Thank you! As you well know -- and as we can all see from your delightful webpage! -- when one has been doing something of this sort, an artistic pursuit, one tends to think about the activity itself. Not just in terms of "how do I do x, y and z"; but "what is it I am doing" and "why am I doing this?"

>> Many folks recommend against beginning with poetry or other hard kinds of language.
>
> I know - but really an artlang deserves something better than: "John like the dog."  "Jane likes the dog."  "John and Jane like the dog" 
> ad_nauseam (quite literally).

This is true. Although of course one could deliberately chóose to render _Dick and Jane_ into the conlang, for preference within its cultural context, and one would necessarily end up with just such sentences. But at least there would be an artistic purpose behind it! (And if I recall right, it was a bit of a thing a few years back to do just that, translate such books into conlang. I had planned, years ago to do _Y Wyddor_, a very pretty little Welsh abcedarium, into Brithenig & Kerno, but that project didn't get too far. Perhaps I'll wait for Brittanese to come out and make all three!)

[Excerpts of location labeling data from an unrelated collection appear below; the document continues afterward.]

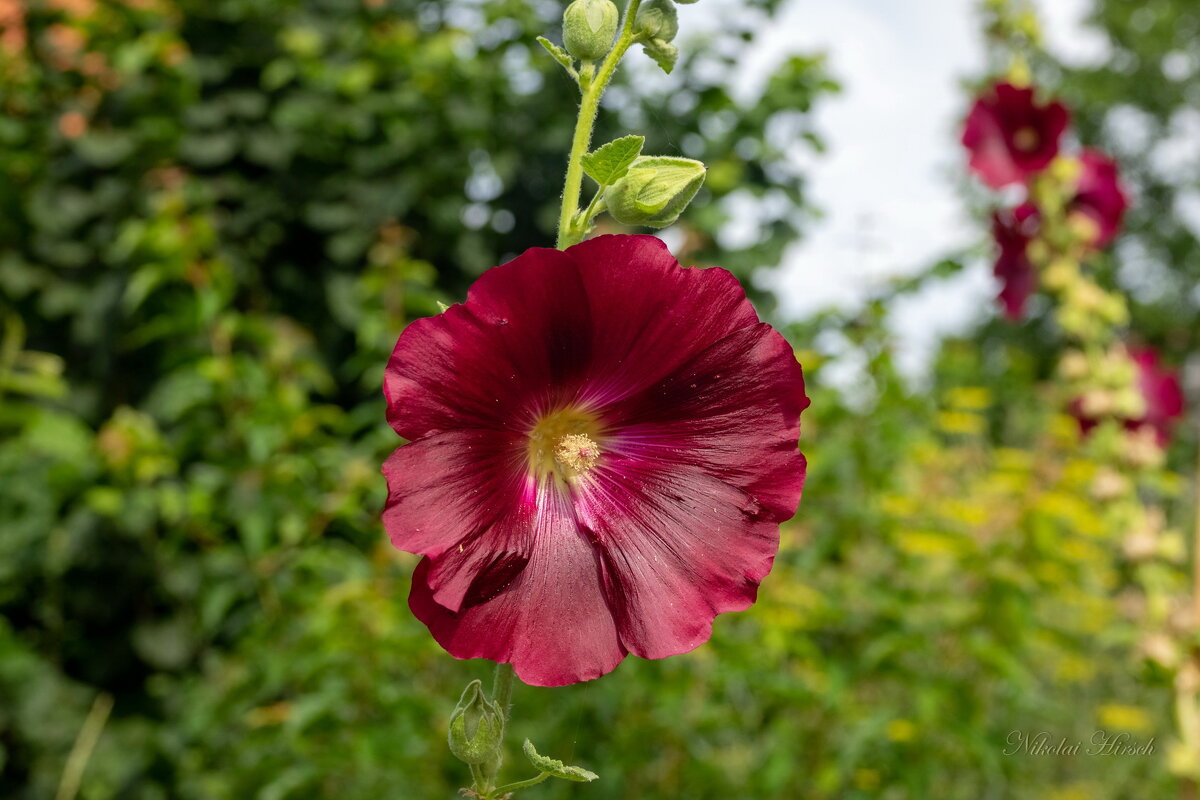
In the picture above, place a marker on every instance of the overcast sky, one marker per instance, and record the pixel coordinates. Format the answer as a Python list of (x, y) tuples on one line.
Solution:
[(885, 185)]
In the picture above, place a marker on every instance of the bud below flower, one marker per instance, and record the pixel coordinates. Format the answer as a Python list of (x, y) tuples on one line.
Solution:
[(589, 28), (654, 191), (477, 726), (657, 19)]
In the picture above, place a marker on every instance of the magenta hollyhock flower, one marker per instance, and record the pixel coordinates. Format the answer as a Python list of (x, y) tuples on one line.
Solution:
[(603, 445), (1013, 229), (1099, 198), (1161, 392), (1011, 137)]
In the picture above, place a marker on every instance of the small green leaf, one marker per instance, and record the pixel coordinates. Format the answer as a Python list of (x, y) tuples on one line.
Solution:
[(609, 163), (557, 768), (558, 53), (664, 53)]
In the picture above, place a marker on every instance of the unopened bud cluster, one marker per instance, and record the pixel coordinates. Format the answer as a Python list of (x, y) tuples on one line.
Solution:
[(589, 28)]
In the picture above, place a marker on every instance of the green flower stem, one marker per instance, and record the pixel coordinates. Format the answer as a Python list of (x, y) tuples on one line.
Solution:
[(569, 232), (502, 687), (502, 695)]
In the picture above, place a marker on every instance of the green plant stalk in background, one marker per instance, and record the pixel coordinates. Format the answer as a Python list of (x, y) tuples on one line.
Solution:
[(573, 226)]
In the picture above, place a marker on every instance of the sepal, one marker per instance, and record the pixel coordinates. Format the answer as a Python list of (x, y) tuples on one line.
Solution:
[(654, 191)]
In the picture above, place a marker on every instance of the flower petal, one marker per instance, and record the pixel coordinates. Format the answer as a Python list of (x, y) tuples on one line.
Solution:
[(522, 332), (732, 410), (551, 620), (649, 316), (679, 547)]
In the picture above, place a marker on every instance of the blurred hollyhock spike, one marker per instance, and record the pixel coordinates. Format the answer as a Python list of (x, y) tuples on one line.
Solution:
[(1161, 390), (1013, 230), (603, 445), (1161, 395), (1011, 137), (1099, 203)]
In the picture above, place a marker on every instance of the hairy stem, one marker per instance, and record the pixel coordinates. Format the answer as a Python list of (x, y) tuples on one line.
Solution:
[(589, 104)]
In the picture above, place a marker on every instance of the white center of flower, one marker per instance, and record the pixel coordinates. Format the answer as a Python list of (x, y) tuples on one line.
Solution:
[(576, 453), (1026, 138)]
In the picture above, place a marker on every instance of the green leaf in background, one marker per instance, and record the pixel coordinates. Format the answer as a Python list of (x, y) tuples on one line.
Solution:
[(609, 163), (557, 768), (665, 54)]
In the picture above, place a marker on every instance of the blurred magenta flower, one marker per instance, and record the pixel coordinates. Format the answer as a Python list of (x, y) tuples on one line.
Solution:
[(1161, 394), (1161, 389), (1011, 137), (603, 445), (1099, 199), (1013, 229)]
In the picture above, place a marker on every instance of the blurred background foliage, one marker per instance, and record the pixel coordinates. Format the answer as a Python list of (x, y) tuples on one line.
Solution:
[(215, 218)]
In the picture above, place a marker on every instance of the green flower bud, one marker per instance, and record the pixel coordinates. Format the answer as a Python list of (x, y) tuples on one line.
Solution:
[(654, 191), (477, 726), (589, 28), (657, 19)]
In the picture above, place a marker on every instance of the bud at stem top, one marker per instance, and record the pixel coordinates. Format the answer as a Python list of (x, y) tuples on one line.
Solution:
[(589, 28), (654, 191), (477, 726), (657, 19)]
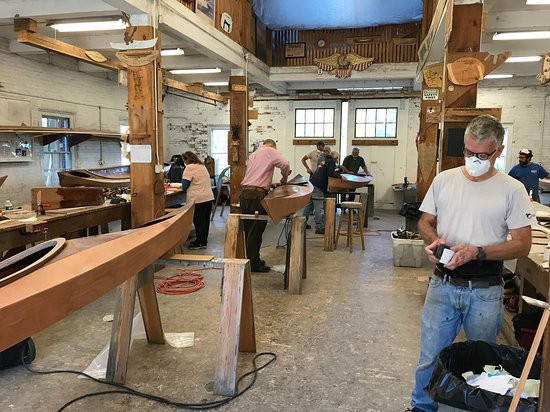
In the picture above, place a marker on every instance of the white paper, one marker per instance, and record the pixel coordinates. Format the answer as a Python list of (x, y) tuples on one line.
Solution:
[(140, 153), (446, 256)]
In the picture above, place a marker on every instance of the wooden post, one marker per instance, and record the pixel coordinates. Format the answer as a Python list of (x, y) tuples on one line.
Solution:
[(147, 188), (235, 248), (121, 331), (296, 255), (228, 344), (330, 216), (238, 135)]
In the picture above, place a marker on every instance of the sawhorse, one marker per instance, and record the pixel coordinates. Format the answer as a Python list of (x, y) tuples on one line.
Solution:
[(235, 246), (236, 330)]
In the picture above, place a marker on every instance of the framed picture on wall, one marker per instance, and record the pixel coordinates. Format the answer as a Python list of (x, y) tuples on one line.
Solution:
[(206, 9), (295, 50)]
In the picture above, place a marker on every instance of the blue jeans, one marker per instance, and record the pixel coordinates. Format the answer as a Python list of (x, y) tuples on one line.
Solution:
[(317, 203), (446, 308)]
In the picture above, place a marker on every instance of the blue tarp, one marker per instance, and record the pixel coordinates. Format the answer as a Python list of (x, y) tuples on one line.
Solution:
[(333, 14)]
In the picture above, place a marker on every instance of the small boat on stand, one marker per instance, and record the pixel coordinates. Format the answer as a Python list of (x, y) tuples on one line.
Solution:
[(115, 176)]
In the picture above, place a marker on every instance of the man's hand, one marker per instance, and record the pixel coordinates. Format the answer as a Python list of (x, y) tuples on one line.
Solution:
[(430, 250), (463, 255)]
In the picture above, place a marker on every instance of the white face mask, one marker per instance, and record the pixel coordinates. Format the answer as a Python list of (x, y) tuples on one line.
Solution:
[(476, 167)]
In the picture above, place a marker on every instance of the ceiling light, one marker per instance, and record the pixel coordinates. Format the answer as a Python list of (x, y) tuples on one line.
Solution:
[(523, 59), (498, 76), (522, 35), (371, 89), (196, 71), (89, 26), (216, 83), (172, 52)]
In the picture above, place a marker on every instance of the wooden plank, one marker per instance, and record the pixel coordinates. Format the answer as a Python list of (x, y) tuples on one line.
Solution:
[(466, 114), (312, 142), (149, 306), (47, 43), (296, 255), (374, 142), (330, 216), (60, 197), (228, 336), (237, 140), (121, 331), (194, 90)]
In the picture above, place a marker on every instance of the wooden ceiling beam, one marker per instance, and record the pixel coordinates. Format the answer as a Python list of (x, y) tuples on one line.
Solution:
[(194, 89), (26, 34), (49, 44)]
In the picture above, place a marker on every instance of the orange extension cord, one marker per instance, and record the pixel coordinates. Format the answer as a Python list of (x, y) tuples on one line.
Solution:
[(182, 283)]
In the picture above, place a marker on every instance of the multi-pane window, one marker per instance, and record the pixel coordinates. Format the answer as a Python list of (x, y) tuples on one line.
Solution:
[(379, 122), (57, 155), (314, 123)]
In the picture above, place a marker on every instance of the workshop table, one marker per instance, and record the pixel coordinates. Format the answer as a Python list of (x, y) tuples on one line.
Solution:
[(71, 222)]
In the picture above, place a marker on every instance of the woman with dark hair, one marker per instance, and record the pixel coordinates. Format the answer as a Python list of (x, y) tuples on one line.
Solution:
[(176, 169), (196, 182)]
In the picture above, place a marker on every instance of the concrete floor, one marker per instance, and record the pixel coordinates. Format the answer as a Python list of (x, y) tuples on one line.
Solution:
[(348, 343)]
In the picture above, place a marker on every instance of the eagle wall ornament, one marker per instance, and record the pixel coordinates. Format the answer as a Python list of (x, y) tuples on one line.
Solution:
[(341, 65)]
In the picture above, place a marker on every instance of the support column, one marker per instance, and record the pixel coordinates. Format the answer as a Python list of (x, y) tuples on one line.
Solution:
[(238, 135)]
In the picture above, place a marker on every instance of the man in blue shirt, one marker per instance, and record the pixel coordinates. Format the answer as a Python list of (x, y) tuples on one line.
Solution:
[(528, 173)]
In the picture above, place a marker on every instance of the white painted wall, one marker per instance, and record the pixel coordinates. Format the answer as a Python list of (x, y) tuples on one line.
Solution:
[(34, 88)]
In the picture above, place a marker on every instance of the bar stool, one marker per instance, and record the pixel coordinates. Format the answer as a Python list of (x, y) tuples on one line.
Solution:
[(351, 207)]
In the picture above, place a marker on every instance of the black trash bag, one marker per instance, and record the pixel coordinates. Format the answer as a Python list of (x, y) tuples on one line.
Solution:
[(12, 356), (447, 386), (411, 210)]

I tend to favour useful or interesting or culturally pertinent sentences, even when just starting a project. Caramansian, a western relative of Talarian, for example has only one sentence so far: clawthî ‘e yizreelatte: Adonaryo anzo deyuo: hiscue oyno -- Hear o Israel! the Lord is our God, He is one! (Not entirely coincidental, it must be admitted, the country being a Jewish kingdom, but I think as an example sentence it beats some of the alternatives!)

Temberean, another scantily clad conlang from the West, has this for a first sentence. ar skente skere swirkwo tlikwon; a cutting and witty jibe (if you will kindly excuse my horrible pun), meaning "like a sharp knife in soft flesh" and is said when a person relishes an often nefarious or questionably moral activity.

Nope. No "Jane likes dog" here!


>> I recommend the contrary: start with poetry! Write a recipe or a prayer or a snatch of song or a chapter of your people's foundational myth.
>
> Yep - tho the very earliest writing does seem to have come about for the mundane reason of keeping, as soon as people realize writing is a great 
> tool and begin to write _literature_ more often than not, it seems to to me, it is verse/poetry that precedes prose.  Think of the Epic of Gilgamesh, 
> the Homeric Epics of the Greeks, the Vedic hymns etc.

True that. I don't think any but a very peculiar conlanger would want to devise a conlang and for his first text make it a monthly expense ledger! I think most of us aspire to use our conlangs in more communicative ways, and thus tend to start out with sentences that are more narrative in nature. Starting with poetry & literature is just so much more fun!

> Your own people's foundation in myth in verse - now that's a thought!  

In prose, I've worked on a couple, and in "translation" several. In verse, none that I can recall!

> I so often wish Tolkien's Silmarillion had been a verse epic in Quenya, instead of the (disappointing to me) posthumous publication by Christopher 
> Tolkien  {sigh}.

Disappointing in what way? If I recall right, he (CJRT) set himself up as custodian and setter-in-order of whatever his father had already written, not a creator within his father's world. Isn't the published S text basically JRRT's work as combed through and edited in scholarly fashion, and not CJRT's own original writing?

Naturally, I think we share the wish that such things had been properly done up by JRRT himself.